= Five-O (mobile application) =

Five-O is a mobile application created by three African-American siblings from Georgia, USA. The three, Ima, Asha, and Caleb Christian, aged 16, 15, and 14 respectively, in 2014, created the application as an attempt to provide a solution to the issues generated from interaction between law enforcement and citizens, such as the shooting of Michael Brown, and their own traumatic experience with two police officers. The application was launched on 18 August 2014. The application is available on both Android and iOS platforms, and has been developed in collaboration with Pinetart Inc., a company developing mobile applications they have founded. The term Five-O is American slang for law enforcement, based on Hawaii Five-O, a television programme.

The application allows a user to maintenance of records in the form of a short description of interaction with an individual police officer, and a rating of the degree of courtesy and professionalism exhibited by the officer. It allows a user to record his/her personal details such as race and age. Such a record would be available for access as when needed. The application would provide a record of positive interactions, such as that of officers saving a pet, this record could be used to identify positive prototypes that other officers would aim to emulate. The application also provides information about the civil rights of a citizen from American Civil Liberties Union. The application is available for download on Android devices and is pending approval from iStore.

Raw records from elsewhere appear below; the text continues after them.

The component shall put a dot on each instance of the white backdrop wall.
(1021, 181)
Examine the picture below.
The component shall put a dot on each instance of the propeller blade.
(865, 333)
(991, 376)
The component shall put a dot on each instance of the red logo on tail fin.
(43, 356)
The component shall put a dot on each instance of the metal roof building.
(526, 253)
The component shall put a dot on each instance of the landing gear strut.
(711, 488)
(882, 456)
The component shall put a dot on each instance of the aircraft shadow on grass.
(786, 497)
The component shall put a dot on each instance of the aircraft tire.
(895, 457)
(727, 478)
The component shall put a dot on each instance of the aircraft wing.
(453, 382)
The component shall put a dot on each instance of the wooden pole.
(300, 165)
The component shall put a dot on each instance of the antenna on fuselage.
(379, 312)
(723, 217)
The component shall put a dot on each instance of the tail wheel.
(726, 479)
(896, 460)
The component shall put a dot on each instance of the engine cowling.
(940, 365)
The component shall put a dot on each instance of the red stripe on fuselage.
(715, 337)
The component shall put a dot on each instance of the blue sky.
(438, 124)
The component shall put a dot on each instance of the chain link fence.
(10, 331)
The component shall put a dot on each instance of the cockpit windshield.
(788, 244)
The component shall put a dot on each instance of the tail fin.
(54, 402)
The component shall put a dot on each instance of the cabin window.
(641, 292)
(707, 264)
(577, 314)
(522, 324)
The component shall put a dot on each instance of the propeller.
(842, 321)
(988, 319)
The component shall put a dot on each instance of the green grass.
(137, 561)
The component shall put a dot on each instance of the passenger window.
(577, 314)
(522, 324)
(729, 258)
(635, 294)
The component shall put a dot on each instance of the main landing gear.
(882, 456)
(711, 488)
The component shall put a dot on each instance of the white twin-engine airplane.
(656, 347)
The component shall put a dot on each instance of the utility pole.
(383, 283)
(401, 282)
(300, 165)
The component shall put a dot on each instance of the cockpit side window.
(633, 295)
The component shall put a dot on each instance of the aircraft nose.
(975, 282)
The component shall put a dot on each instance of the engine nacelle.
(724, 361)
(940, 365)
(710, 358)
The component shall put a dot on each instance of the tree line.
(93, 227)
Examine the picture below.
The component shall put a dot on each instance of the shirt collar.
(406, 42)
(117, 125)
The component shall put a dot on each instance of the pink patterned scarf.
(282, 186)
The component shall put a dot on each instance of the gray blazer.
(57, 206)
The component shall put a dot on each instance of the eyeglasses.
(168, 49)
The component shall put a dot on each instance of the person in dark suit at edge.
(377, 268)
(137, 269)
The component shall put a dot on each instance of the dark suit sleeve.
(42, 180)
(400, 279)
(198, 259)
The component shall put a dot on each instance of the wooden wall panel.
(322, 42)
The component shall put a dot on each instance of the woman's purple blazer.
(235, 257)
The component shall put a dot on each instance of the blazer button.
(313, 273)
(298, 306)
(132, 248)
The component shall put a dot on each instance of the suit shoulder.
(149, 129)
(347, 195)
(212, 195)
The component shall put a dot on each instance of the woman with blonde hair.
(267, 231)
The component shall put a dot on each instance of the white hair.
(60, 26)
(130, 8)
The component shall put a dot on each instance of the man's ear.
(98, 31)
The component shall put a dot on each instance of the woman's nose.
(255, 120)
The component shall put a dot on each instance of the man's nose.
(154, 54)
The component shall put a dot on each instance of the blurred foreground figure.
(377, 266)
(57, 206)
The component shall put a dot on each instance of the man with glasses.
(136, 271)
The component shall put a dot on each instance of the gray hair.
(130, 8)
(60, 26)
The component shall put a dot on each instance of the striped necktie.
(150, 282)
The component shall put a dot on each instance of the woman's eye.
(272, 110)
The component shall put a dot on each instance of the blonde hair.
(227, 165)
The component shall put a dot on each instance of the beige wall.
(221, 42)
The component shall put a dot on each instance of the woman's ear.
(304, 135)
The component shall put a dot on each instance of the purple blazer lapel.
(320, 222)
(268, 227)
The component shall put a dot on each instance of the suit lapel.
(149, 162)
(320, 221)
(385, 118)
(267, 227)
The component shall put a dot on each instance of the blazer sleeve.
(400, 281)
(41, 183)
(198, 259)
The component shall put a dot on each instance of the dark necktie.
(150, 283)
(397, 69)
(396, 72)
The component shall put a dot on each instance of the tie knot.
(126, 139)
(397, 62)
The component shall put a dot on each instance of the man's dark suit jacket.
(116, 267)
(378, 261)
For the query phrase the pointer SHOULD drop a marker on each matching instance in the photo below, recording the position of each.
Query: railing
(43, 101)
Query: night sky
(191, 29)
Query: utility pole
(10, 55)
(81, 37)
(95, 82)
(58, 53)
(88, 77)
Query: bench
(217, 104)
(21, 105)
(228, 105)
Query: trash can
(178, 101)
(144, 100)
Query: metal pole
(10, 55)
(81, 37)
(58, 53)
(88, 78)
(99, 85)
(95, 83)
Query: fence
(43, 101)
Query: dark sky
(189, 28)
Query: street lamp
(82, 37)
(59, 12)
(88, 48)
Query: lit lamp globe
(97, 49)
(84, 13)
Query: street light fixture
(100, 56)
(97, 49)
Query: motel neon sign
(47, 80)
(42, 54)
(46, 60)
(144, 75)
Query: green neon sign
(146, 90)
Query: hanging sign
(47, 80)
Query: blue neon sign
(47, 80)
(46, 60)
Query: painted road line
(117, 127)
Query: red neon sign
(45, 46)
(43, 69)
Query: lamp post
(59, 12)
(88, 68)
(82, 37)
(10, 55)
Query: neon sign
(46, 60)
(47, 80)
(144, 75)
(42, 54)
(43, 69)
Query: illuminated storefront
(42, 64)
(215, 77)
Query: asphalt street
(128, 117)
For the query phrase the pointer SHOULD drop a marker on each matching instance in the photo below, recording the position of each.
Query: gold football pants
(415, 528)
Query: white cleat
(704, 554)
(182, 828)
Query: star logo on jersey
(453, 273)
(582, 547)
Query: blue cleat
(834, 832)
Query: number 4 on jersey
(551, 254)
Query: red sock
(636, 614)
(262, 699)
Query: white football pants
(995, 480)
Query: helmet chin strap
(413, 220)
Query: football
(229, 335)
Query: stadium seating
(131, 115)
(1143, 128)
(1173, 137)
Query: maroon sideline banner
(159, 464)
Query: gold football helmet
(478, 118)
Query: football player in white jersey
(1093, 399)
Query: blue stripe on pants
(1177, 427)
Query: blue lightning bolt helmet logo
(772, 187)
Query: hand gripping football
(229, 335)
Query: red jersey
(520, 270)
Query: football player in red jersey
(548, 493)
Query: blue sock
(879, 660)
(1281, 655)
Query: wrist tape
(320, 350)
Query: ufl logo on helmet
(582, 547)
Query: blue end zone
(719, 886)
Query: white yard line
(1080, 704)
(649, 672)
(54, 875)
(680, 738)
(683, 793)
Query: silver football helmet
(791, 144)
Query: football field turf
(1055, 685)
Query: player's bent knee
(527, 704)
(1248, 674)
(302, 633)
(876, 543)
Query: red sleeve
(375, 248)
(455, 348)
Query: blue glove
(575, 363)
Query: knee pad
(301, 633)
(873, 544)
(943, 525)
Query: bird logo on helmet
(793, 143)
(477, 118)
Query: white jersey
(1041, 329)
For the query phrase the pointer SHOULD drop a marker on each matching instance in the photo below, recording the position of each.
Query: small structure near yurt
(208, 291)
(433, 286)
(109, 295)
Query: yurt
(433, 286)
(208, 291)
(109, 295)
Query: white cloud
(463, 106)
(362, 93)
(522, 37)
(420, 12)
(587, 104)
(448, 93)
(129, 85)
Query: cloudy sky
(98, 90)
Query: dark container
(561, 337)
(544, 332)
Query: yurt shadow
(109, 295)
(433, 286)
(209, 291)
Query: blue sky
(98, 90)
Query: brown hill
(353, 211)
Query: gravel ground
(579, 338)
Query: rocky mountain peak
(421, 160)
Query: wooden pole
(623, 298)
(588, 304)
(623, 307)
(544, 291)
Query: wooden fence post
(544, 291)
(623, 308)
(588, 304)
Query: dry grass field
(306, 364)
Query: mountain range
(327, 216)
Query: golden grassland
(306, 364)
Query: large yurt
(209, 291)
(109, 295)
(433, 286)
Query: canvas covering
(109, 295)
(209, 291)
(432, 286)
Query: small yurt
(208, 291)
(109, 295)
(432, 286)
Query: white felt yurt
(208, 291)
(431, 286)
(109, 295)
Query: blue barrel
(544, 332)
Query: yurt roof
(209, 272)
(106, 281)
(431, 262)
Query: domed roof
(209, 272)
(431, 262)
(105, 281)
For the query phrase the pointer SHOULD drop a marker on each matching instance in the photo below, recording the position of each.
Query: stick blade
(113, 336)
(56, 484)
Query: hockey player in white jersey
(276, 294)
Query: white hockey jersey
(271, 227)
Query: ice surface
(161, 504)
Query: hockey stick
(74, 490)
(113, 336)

Elahe Izadi blogging for The Washington Post describes the application as Yelp like, she states that the application demonstrates that the black community in America doesn't implicitly trust the police, quoting surveys that inform that 70 percent of black men perceive police discrimination with relation with respect to whites, or 25 percent of black males aged between 18 and 34 experienced abuse at the hands of the police. Fatima Mazhar writing for carbonated.tv considers this application as one of the positives that has come out of the Michael Brown shooting.